Assignments | Course Home | Schedule & Lecture Notes

Saint Louis University

Computer Science 314
Algorithms

Michael Goldwasser

Spring 2008

Dept. of Math & Computer Science

Homework Assignment 04

Strongly Connected Components

Contents:


Overview

Topic: Strongly Connected Components
Related Reading: class notes
Due: Monday, 10 March 2008

Please make sure you adhere to the policies on academic integrity.


Problem to be Submitted (40 points)

You are to implement the algorithm for computing all strongly-connected components of a given directed graph. This algorithm was discussed in the excerpt from Introduction to Algorithms by Cormen, Leisersen, Rivest, and Stein. In short, it was described as

  1. Call DFS(G) to compute finishing times f[u] for each vertex u
  2. compute GT, that is, the "transpose" graph (a copy of G yet with the orientation of all edges reversed)
  3. call DFS(GT), but starting and restarting the search by considering vertices in order of decreasing f[u] (as computed in line 1)
Each tree in the depth-first forest formed by step 3 is a strongly-connected component of G.

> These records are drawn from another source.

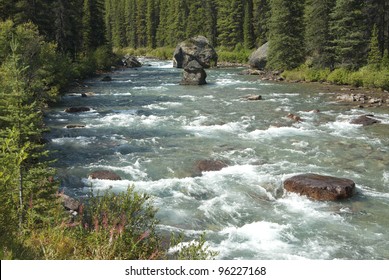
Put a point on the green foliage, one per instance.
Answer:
(193, 250)
(286, 35)
(348, 30)
(374, 58)
(317, 32)
(238, 55)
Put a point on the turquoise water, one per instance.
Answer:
(151, 131)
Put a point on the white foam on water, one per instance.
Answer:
(227, 81)
(246, 88)
(307, 209)
(276, 132)
(212, 130)
(258, 239)
(79, 141)
(190, 97)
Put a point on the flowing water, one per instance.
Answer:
(151, 131)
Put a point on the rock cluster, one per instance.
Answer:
(77, 109)
(194, 74)
(104, 175)
(362, 98)
(319, 187)
(208, 165)
(131, 61)
(197, 48)
(365, 120)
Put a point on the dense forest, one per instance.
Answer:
(330, 33)
(45, 44)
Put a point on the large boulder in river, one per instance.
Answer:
(258, 58)
(194, 74)
(104, 175)
(197, 48)
(320, 187)
(131, 61)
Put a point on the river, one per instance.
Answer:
(151, 131)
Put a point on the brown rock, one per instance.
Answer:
(253, 97)
(364, 120)
(208, 165)
(69, 203)
(104, 175)
(320, 187)
(77, 109)
(294, 117)
(70, 126)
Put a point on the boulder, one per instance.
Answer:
(106, 79)
(253, 97)
(258, 58)
(294, 117)
(194, 74)
(319, 187)
(104, 175)
(87, 94)
(77, 109)
(208, 165)
(197, 48)
(131, 61)
(364, 120)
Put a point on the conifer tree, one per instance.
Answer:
(348, 28)
(248, 28)
(374, 59)
(317, 36)
(286, 34)
(22, 127)
(261, 21)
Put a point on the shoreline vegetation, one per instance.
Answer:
(47, 46)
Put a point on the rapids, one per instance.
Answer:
(151, 131)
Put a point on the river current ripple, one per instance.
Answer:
(151, 131)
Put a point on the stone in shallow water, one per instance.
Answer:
(104, 175)
(320, 187)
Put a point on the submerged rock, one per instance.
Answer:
(207, 165)
(364, 120)
(320, 187)
(75, 125)
(197, 48)
(77, 109)
(106, 79)
(194, 74)
(69, 203)
(104, 175)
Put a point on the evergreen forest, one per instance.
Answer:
(47, 44)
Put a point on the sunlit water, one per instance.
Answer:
(151, 131)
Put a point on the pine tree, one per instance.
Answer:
(248, 28)
(21, 121)
(230, 23)
(152, 19)
(348, 28)
(374, 59)
(261, 21)
(286, 34)
(317, 36)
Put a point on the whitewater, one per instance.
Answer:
(151, 131)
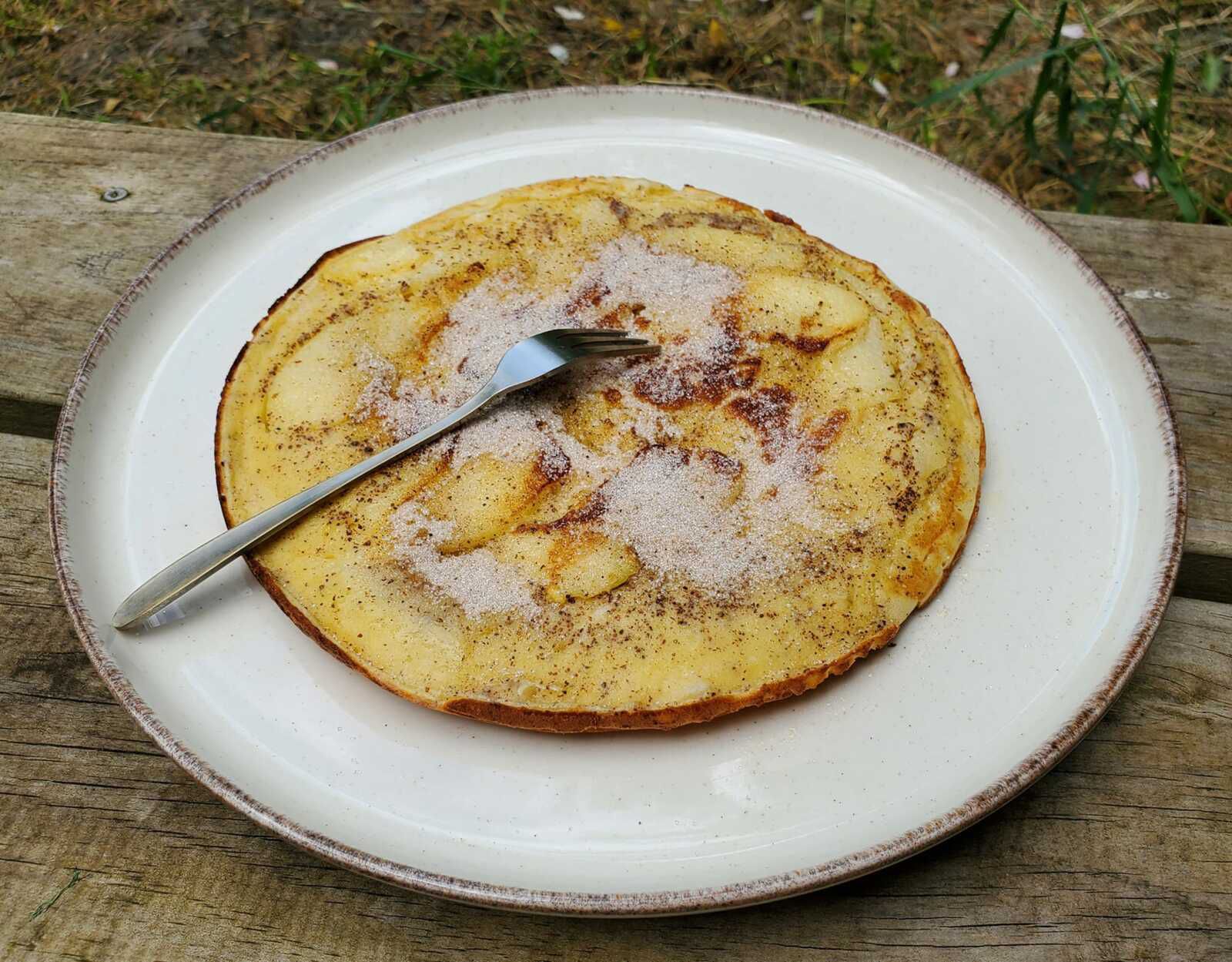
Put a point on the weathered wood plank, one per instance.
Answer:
(65, 256)
(1124, 851)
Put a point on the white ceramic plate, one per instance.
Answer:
(1061, 588)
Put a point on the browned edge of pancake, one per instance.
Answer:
(573, 722)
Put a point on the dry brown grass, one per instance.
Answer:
(264, 68)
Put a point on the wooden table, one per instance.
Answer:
(1125, 850)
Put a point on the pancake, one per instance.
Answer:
(642, 542)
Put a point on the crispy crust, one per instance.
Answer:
(577, 722)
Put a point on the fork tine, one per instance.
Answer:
(587, 333)
(616, 349)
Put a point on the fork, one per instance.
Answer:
(527, 362)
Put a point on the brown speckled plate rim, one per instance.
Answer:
(625, 903)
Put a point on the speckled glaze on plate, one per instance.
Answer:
(1063, 584)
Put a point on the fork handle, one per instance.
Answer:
(200, 563)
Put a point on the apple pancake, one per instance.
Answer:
(641, 544)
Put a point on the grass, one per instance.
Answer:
(1112, 107)
(49, 903)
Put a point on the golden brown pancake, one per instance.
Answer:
(644, 544)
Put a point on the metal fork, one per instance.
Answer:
(525, 364)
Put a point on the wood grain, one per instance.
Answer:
(1124, 851)
(65, 256)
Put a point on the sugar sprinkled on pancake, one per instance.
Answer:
(644, 544)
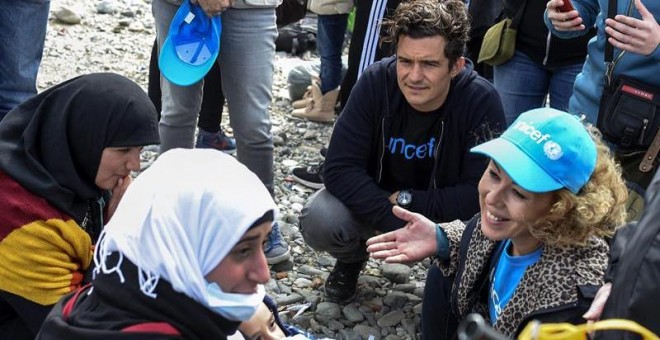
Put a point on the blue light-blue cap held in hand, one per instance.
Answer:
(544, 150)
(191, 47)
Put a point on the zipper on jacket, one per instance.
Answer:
(436, 157)
(547, 49)
(609, 67)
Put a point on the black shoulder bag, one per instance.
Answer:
(629, 119)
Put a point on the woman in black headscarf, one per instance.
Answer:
(65, 159)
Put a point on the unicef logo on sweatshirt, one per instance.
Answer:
(551, 149)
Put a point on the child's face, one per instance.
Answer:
(261, 326)
(245, 266)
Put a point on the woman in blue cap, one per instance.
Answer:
(66, 156)
(180, 259)
(549, 196)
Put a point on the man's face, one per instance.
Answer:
(423, 71)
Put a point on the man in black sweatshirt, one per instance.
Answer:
(403, 139)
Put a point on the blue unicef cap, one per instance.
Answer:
(191, 46)
(544, 150)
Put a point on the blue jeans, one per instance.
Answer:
(328, 225)
(523, 85)
(246, 62)
(22, 34)
(330, 40)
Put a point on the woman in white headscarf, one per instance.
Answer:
(181, 258)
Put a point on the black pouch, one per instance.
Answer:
(629, 114)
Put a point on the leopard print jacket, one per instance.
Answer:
(549, 285)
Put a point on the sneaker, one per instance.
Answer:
(342, 282)
(216, 140)
(310, 176)
(276, 249)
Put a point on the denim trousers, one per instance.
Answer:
(330, 40)
(22, 34)
(247, 51)
(523, 85)
(328, 225)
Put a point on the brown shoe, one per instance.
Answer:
(321, 108)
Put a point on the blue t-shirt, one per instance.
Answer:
(508, 273)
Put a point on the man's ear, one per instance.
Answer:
(457, 67)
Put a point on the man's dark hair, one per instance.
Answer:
(428, 18)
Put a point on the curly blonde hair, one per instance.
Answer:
(428, 18)
(597, 210)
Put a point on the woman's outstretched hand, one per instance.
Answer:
(413, 242)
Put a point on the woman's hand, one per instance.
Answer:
(634, 35)
(214, 7)
(117, 193)
(596, 309)
(568, 21)
(413, 242)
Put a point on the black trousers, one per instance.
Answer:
(438, 320)
(20, 318)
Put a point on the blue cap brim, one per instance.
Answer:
(518, 165)
(179, 72)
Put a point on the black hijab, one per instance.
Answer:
(52, 143)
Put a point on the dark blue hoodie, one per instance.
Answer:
(472, 113)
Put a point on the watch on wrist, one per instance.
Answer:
(404, 198)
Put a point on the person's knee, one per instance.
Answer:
(323, 221)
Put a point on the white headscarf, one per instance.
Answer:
(182, 216)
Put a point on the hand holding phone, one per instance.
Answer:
(567, 7)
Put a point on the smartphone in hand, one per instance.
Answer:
(567, 7)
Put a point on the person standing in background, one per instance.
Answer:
(543, 65)
(22, 34)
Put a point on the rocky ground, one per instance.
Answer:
(116, 36)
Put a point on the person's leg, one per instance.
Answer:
(330, 40)
(19, 317)
(153, 88)
(213, 101)
(22, 35)
(366, 21)
(561, 86)
(181, 104)
(246, 60)
(522, 85)
(327, 225)
(438, 320)
(210, 134)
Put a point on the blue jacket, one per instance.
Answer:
(589, 83)
(353, 167)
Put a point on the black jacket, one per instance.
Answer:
(635, 269)
(115, 310)
(353, 168)
(534, 39)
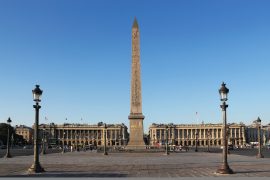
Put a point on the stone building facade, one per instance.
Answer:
(252, 134)
(185, 134)
(84, 134)
(26, 132)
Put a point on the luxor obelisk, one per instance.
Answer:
(136, 117)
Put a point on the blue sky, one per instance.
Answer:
(80, 54)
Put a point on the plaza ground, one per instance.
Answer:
(181, 164)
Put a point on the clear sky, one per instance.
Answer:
(80, 54)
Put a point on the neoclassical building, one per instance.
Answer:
(26, 132)
(185, 134)
(84, 134)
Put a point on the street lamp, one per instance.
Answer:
(208, 144)
(224, 168)
(43, 141)
(63, 140)
(196, 143)
(8, 149)
(36, 167)
(166, 152)
(258, 123)
(105, 134)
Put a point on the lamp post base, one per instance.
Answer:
(259, 156)
(224, 169)
(35, 168)
(8, 156)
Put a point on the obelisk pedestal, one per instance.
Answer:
(136, 117)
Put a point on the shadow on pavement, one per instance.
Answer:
(70, 174)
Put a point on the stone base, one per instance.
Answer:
(35, 168)
(224, 169)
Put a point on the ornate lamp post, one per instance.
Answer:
(8, 148)
(224, 168)
(36, 167)
(166, 152)
(105, 138)
(63, 141)
(43, 140)
(196, 141)
(208, 144)
(258, 123)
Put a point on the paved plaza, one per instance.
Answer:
(93, 164)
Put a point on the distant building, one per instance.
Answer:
(252, 133)
(185, 134)
(84, 134)
(26, 132)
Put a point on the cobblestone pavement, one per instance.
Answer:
(91, 164)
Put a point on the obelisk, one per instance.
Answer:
(136, 117)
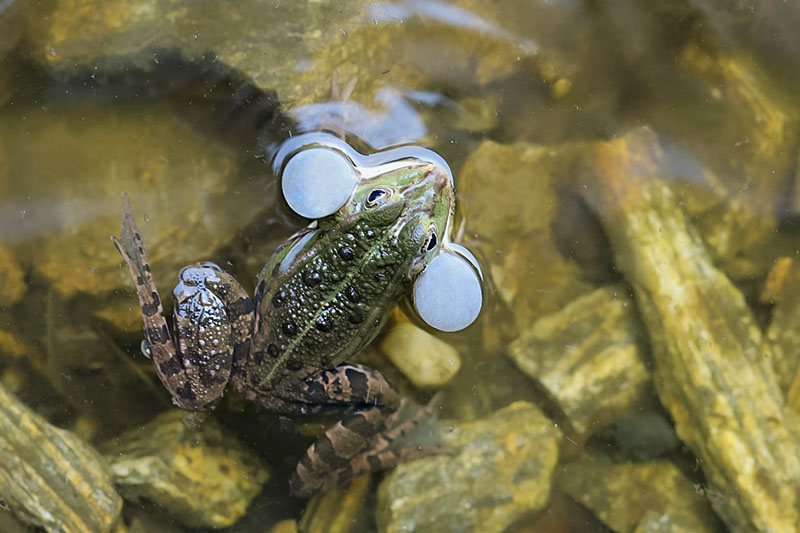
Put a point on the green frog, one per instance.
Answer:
(318, 301)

Output: Your program should report the number of strongly-connected components for the given graph (see extra credit for a discussion of more verbose output).

Running Time: If done properly, your entire program should run in time O(n+m).


Input Format

The first line will be an integer designating the number of vertices of the graph. The second line will be an integer designating the number of edges in the graph. Each subsequent line describes a single edge of the graph as two integers: the first is the ID of the origin of the edge, and the second is the ID of the destination of the edge. Note: vertices are presumed to be identified from 0 to n-1 in this format.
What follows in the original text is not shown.